Le genre, «Gender», est une thématique importante de l’artiste souvent combinée à celles de la poésie, de la narration et de l’humain. Elle envisage la narration comme un exutoire ; ces histoires racontées aspirent la gravité des situations quotidiennes ou pas. Jamais sans issue ! La poésie, quant à elle, serait le passage étroit vers la connaissance ; forme intelligente de l’humanité, version de l’intime au regard du monde. Le voyage – rêvé ou réalisé – cultive des imaginaires qui deviennent des mots devenant à leur tour images et sons… Aussi fait d’échanges, de rencontres – avec des gens ou avec des choses – il permet de se définir dans un espace qui n’est pas toujours en accord avec nos volontés. La vie, le passage forcé ou une invitation à distinguer les repères en mutation. Les recherches avancent, les coïncidences et les contractions humaines déclenchent le besoin irrépressible de créer. Une gestation conceptuelle et temporelle non quantifiable. Le médium étant choisi efficacement ( peinture, vidéo, dessin, écriture… ) selon le concept réalisé et exposé aux regards des contemporains. Visuelles, Sonores… Ses installations captent l’attention du visiteur car son corps est sollicité par-delà les yeux. Son déplacement importe tellement : il prend conscience de ses limites ou de ses capacités endormies… «J’explore et manipule mon imaginaire de façon à créer des espaces visuels hybrides et incongrus. L’action des couleurs, des lignes et des mots converge. De cette manière, les éléments picturaux et graphiques gardent une portée abstraite et onirique, voire une dimension inexplicable. Je ne m’intéresse pas tant au sens du détail qu’à la visée globale de la réflexion : l’occulte processus du ressouvenir. La virtuosité ne serait qu’un imaginaire collectif imposé qui éloigne la singularité imaginative de l’individu pour permettre l’existence de la diversité.»

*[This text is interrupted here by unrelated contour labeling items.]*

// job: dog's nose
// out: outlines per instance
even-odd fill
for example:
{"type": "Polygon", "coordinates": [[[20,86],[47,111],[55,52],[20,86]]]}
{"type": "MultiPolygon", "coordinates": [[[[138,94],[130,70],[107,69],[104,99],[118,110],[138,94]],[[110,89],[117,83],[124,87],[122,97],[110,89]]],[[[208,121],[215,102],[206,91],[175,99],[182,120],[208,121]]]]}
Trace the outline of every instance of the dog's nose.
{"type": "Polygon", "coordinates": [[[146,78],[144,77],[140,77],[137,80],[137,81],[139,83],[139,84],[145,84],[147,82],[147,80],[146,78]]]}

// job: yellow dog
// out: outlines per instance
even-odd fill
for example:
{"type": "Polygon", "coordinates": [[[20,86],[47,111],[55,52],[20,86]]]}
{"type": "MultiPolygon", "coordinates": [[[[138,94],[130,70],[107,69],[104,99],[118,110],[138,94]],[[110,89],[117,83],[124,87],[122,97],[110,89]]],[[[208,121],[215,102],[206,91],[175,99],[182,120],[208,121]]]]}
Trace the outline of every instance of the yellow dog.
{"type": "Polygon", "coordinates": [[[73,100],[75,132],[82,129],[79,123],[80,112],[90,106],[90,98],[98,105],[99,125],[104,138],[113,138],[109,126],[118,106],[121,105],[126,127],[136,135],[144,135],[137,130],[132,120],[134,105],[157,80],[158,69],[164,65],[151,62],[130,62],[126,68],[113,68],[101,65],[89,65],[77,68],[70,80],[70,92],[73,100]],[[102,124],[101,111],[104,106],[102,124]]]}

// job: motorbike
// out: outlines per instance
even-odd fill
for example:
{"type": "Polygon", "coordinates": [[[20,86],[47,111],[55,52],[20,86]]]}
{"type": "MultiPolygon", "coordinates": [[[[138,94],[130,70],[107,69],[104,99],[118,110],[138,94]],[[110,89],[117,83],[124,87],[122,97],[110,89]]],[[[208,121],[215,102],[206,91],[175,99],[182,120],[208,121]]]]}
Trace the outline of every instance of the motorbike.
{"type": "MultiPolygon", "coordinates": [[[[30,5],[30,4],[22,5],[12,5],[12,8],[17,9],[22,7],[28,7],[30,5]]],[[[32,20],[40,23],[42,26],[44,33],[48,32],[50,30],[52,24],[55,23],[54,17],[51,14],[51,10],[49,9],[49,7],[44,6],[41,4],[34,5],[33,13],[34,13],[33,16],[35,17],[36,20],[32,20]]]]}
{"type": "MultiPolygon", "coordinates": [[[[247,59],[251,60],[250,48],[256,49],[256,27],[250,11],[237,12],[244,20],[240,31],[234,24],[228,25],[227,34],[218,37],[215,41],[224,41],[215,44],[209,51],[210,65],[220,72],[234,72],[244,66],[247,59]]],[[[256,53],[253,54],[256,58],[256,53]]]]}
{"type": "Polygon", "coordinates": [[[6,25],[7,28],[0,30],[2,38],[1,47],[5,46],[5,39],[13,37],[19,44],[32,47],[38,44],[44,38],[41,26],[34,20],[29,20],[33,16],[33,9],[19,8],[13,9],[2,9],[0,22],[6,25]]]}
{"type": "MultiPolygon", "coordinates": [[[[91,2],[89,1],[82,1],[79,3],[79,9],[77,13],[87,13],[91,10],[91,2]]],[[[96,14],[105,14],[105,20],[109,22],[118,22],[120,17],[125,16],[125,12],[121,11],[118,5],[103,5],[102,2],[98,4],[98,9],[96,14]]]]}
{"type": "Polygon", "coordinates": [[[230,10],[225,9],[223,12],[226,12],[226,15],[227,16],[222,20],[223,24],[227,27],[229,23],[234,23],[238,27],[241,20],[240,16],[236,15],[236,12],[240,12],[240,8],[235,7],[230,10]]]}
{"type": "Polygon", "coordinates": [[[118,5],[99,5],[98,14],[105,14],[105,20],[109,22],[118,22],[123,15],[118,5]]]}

Les recherches et réalisations actuelles de l’Artiste portent sur les notions de frontières humaines et géographiques, la «géopoétique» (d’après les écrits de Kenneth White ).
La réalisation de la résidence:
La résidence a débuté au lycée Déodat de Séverac en ce début d’année scolaire, en septembre 2014.
Télécharger le compte rendu de la résidence Tot s’hi val.
Dans le cadre de la semaine des Droits des Femmes, Lumière d’Encre à présenté le travail réalisé en résidence au Lycée Déodat de Séverac pendant l’année 2014-2015 de l’artiste Lénaïc Gras sur la prostitution.
Ce travail réalisé avec des élèves de seconde économique et social a abouti à la publication d’un livre numérique et a reçu le premier prix.
Cette présentation devant des jeunes et lycéens des Pyrénées Orientales à eu lieu au palais des Rois de Majorque lors d’une journée thématique sur la lutte contre la prostitution.
Cette journée s’est faite sous la présidence de la présidente du Conseil Départemental et de la secrétaire d’état chargée des personnes handicapées et de la lutte contre les exclusions qui a fortement soutenu le projet.